When she moved to Red Wing, she became a member and started volunteering at the Goodhue County History Center and eventually got a position there.
“Life has a way of an event leading you to places you never thought you’d be, but once you’re there you know that’s where you were supposed to be,” she said.
But her fascination with the past expands well beyond her career.
“Since I was young I’ve had a love of history,” she said. Her mother would take her to museums and art galleries around the Twin Cities as a child.
“Even in my time off now I could still go to museums and antique stores,” she said. “It’s so much a part of me.”
Her favorite time period is the Victorian era, and she said she has a special interest in the Civil War.
In fact, she often takes a step back to that time.
Buganski is a Civil War re-enactor, participating in a number of events around the Midwest portraying a nurse and cook from the 1860s.
There are a number of people she sees on a regular basis there, and they have become good friends.
“You’re in camp for several days you start forming real great relationships,” she said. “You’re all together sharing this hobby.”
She said she is lucky to have married a man who also is very interested in history — she and Tony Bianchi met at a Civil War re-enactment camp and go to events together.
When they were married a few years ago in Vasa, their wedding had a Civil War theme, complete with period clothing.
As a re-enactor, she’s learned that everything at events must be authentic, from the tents and cannons down to the undergarments.
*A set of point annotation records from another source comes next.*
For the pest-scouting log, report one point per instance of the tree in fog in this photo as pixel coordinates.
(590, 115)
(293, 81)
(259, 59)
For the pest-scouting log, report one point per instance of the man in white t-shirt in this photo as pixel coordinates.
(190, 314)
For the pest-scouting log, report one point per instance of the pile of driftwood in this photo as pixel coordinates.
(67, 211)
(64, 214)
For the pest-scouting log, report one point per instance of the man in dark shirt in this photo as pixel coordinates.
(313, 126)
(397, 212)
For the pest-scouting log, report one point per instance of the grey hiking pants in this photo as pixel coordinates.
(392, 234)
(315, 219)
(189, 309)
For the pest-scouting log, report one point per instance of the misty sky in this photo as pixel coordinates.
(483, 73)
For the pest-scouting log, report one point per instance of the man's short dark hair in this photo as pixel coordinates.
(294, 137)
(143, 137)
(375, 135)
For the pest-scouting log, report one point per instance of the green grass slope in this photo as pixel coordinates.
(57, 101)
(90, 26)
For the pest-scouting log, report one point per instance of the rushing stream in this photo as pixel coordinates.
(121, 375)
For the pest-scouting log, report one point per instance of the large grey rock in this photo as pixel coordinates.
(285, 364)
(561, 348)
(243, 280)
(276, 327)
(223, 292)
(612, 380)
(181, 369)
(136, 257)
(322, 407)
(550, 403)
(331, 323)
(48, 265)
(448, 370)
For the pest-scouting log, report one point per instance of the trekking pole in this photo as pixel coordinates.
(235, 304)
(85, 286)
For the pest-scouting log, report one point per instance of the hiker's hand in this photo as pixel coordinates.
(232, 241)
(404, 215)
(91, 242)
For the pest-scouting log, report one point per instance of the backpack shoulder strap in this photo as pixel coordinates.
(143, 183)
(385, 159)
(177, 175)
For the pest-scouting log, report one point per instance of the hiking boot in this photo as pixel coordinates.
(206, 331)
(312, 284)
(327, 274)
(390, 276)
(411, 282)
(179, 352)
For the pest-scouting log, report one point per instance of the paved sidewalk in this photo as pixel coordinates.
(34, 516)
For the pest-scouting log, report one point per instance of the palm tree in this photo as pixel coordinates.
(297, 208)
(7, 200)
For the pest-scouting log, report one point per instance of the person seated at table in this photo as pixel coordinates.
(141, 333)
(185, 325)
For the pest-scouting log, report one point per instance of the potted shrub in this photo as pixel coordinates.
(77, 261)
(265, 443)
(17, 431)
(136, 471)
It keeps the scene realistic, and also contributes to the experience for those involved.
“When you start putting on all this clothing your mannerisms change,” she said. “You start seeing how these people lived their lives.”
It’s hard work, chopping wood, cooking with period utensils and sewing by hand. After returning from a weekend at the Civil War, modern conveniences regain their appeal, she said. But you also learn to appreciate the way of life, she said.
“You really get a feel for what our ancestors … went through to give us our comforts today,” she said. “And nothing tastes better than breakfast cooked over a campfire.”
Buganski has traced her family history through a number of times including during the Civil War, where three brothers in her family fought for the Union and one for the Confederacy.
“It split my family apart,” she said. “It’s a very sad commentary on what this war did to our country.”
Her experience has helped others along their journeys.
“I can relate to that brick wall you hit when researching your family history,” Buganski said. “I’ve been able to help people punch through that wall.”
Living in Red Wing, Buganski finds a way to experience history everywhere.
Being around historic maps and photos, Buganski said she can go into town and envision what it was like in another era.
She also is an amateur photographer and enjoys shooting historic buildings and abandoned farms in the area.
“The juxtaposition of a collapsed fallen-down barn and the beautiful scenery is so interesting,” she said.
Red Wing has a rich history, Buganski said.
“But people also can realize history is everywhere. It’s in your backyard,” she said. “There’s something there to be discovered.”